Präsidentenbeleidigung ist ein gängiger Vorwurf in der Türkei. Die jüngsten prominenten Beispiel für Anklagen nach dem Paragrafen sind der Welt-Journalist Deniz Yücel, der Kölner Turgut Öker und die Istanbuler CHP-Vorsitzende Canan Kaftancıoğlu.

Wer ist Sebahat Tuncel?

Die Politikerin, Feministin und ehemalige Krankenschwester Sebahat Tuncel wurde im Jahr 2006 aufgrund des Verdachts der PKK-Mitgliedschaft angeklagt und inhaftiert. Ein Jahr zuvor gründete sie mit anderen kurdischen Politikerinnen und Politikern die Partei der demokratischen Gesellschaft (Demokratik Toplum Partisi, DTP), die sich für die nationale Anerkennung der Kurden und eine friedliche Lösung der kurdischen Frage einsetzte. Die Partei wurde am 11. Dezember 2009 durch Entscheid des Verfassungsgerichts verboten.
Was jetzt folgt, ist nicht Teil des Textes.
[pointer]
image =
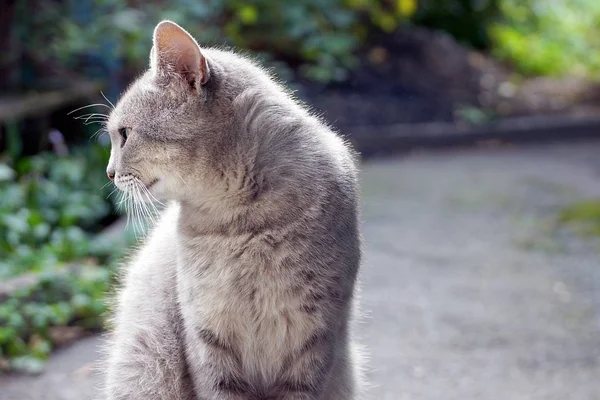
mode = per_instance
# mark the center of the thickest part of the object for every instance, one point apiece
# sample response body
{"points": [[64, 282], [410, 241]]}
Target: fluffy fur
{"points": [[245, 287]]}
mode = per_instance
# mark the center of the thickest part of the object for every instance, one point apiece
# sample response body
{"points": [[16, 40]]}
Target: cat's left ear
{"points": [[175, 53]]}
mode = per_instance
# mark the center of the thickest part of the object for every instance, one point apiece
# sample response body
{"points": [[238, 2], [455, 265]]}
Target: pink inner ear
{"points": [[177, 51]]}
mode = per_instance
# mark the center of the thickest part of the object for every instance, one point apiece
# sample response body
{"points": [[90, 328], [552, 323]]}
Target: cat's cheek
{"points": [[160, 191]]}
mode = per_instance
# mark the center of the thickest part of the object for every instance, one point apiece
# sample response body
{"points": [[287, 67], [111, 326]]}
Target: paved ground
{"points": [[469, 290]]}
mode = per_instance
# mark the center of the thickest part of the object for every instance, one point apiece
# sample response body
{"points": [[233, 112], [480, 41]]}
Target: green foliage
{"points": [[60, 298], [48, 206], [584, 215], [319, 37], [465, 20], [549, 37], [50, 209]]}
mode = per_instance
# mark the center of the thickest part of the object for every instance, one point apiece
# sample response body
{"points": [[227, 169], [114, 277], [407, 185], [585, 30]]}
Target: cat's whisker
{"points": [[99, 115], [88, 106], [181, 179], [151, 209], [99, 133], [109, 102], [105, 185]]}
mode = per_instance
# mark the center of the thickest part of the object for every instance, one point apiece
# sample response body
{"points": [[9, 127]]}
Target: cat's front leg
{"points": [[215, 365], [308, 371]]}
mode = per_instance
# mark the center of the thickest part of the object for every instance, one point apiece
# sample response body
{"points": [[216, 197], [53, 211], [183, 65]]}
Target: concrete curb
{"points": [[386, 139]]}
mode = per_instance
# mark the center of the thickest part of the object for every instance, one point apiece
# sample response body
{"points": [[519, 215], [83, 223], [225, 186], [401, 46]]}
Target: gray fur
{"points": [[245, 287]]}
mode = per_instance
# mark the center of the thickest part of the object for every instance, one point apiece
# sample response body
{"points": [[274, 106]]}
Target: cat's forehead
{"points": [[140, 99]]}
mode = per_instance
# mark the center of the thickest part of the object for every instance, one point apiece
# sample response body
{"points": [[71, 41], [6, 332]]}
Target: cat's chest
{"points": [[257, 305]]}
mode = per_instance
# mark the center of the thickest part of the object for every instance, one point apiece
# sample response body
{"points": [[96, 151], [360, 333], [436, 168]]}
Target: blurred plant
{"points": [[318, 37], [585, 216], [465, 20], [549, 37], [49, 206]]}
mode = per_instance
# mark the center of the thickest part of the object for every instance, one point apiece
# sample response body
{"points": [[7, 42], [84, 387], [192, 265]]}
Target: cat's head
{"points": [[166, 124]]}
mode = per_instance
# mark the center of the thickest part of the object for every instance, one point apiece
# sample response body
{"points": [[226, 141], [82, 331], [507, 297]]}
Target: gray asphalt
{"points": [[469, 289]]}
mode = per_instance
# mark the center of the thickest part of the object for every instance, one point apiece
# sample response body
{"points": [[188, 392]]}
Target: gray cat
{"points": [[245, 287]]}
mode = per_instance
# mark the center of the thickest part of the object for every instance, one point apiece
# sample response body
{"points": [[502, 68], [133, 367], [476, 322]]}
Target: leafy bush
{"points": [[584, 215], [49, 207], [319, 37], [28, 317], [549, 38]]}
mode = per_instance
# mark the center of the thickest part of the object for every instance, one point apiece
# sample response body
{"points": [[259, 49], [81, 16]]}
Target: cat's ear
{"points": [[175, 53]]}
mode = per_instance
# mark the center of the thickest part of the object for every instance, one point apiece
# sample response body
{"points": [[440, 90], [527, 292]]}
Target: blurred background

Für die Parlamentswahlen 2007 kandidierte die 44-Jährige als unabhängige Kandidatin für die Provinz Istanbul und gewann mit 93.000 Stimmen im dritten Wahlbezirk. Daraufhin wurde sie am 25. Juli 2007 aus der Haft entlassen. Tuncel ist damit die erste Abgeordnete, die aus dem Gefängnis heraus eine Wahl gewann.

Nach dem Verbot der DTP trat Tuncel der Partei des Friedens und der Demokratie (Barış ve Demokrasi Partisi, BDP) bei. Für die Parlamentswahlen im Juni 2011 stellte sie sich als unabhängige Kandidatin wieder für Istanbul auf und wurde wiedergewählt. 2014 wurde die BDP auf dem dritten Parteikongress umbenannt. So entstand die heutige Partei der demokratischen Regionen (Demokratik Bölgeler Partisi, DBP), deren Ko-Vorsitzende Sebahat Tuncel war. Anders als zuvor die BDP konzentriert sich die DBP auf ein Engagement auf lokaler Ebene. Die Teilnahme an nationalen Parlamentswahlen übernimmt als Schwesterpartei die HDP. Das erklärte Ziel der DBP ist die Vertretung der Interessen der kurdischen Bevölkerung und eine Dezentralisierung der Türkei.

Sebahat Tuncel wurde im Herbst 2016 erneut verhaftet und im Februar 2019 gemeinsam mit Gültan Kişanak wegen Terrorismusvorwürfen zu 15 Jahren Freiheitsstrafe verurteilt. Das Revisionsgericht hat das Urteil wegen Formfehlern aufgehoben. Seit Mitte Januar läuft das wieder aufgerollte Verfahren in Meletî (Malatya).